This is from the Hollywood Reporter:

LOS ANGELES (The Hollywood Reporter) --- Kate Hudson is in negotiations and Robert Downey Jr. is in discussions to star in Franchise Pictures' drama "Alex and Emma" for director Rob Riener.

The project is aimed to go into production in the fall. Written by Jeremy Levin, the project is based on Feodor Dostoevski's short story The Gambler and is about a writer (Downey) and compulsive gambler who is under pressure to deliver his next novel. He hires a stenographer (Hudson) to transcribe his work and they fall in love in the process.”

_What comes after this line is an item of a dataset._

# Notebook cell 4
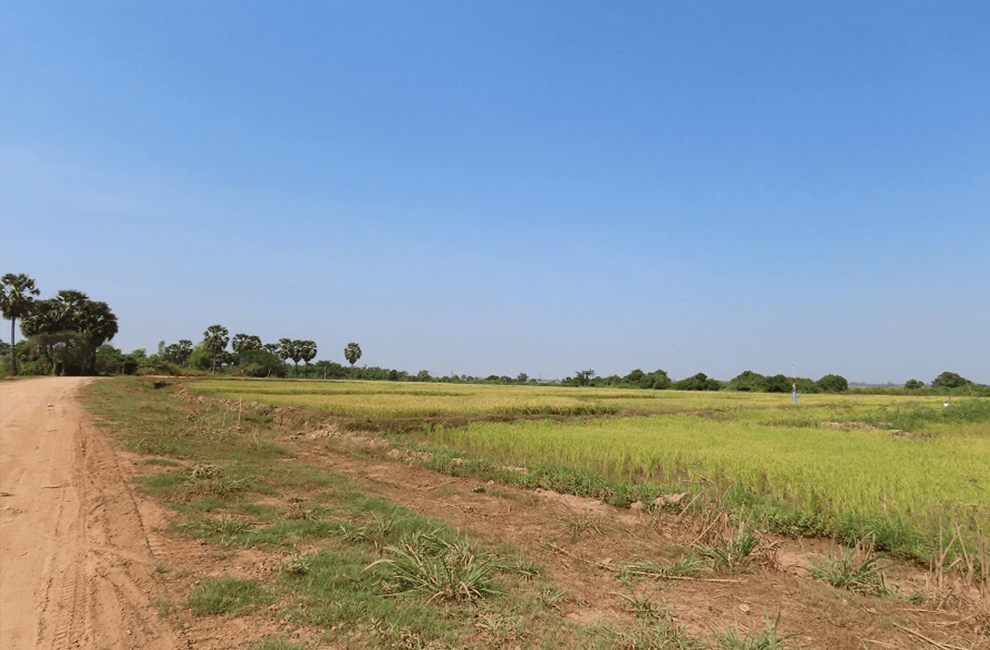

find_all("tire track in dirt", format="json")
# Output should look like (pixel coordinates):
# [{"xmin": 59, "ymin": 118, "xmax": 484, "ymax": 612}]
[{"xmin": 0, "ymin": 378, "xmax": 182, "ymax": 650}]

It is correct that Dostoevesky dictated this short novel to a stenographer—a secretary with whom he fell in love with and married. He did so while writing Crime and Punishment and in order to fulfill an onerous contract with a rapacious publisher. It seems to be a slender framework for such an ambitious and expensive undertaking, but little else of the novel or the circumstances of its production could be used in a work aimed at the mulitplex at the local mall.

At one point, for example, Dostoevesky, having received some money from a publisher moved his family to Germany so he would have easier access to the roulette wheel. They reached a point where he left Anna penniless and pregnant in a hotel room for which they hadn’t paid and pawned her earrings to “try to catch up” at the casino.

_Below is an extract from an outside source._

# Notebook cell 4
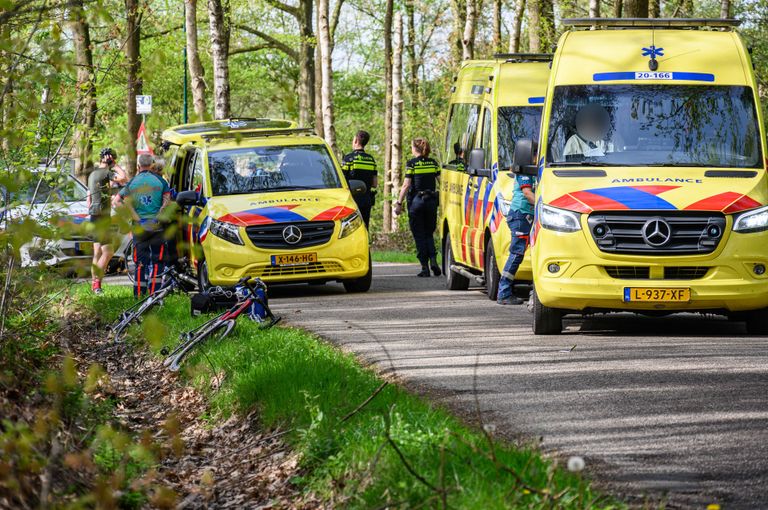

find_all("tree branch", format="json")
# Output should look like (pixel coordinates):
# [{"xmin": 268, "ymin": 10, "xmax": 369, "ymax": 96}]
[{"xmin": 230, "ymin": 25, "xmax": 299, "ymax": 62}]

According to one critic The Gambler is a small masterpiece in terms of social realism: a Balzacian picture of pride, cynicism, greed and of seedy Russians abroad.” (Albert J. Guerard, The Triumph of the Novel)

The Gambler has been subjected to the usual Freudian and Marxist interpretations—the only really notable thing about them is that the Freudian slant on it was written by old Sigmund himself. Which doesn’t make it any more or less correct, of course, but does give it pride of place among critical essays. Something like a Christian interpretation written by St. Paul or a Jewish one by Moses.

Dostoevesky was addicted to gambling—it was one of the many very dark aspects of his personality. He wrote to his wife that he was “a man devoured by the passion for gambling” after he had lost all the money he could borrow and beg, including train fare back to St. Petersburg she had sent him. Alexei, the protagonist and narrator of The Gambler shares many of the traits of his creator. He is impulsive bordering on irrational, is willing to defy the social hierarchy to bring attention to himself and is in the thrall of forces he feels he is unable to control.

Whether Reiner bases his movie on the novel, the circumstances of its composition or (most likely) a combination of both, he will have a very difficult task.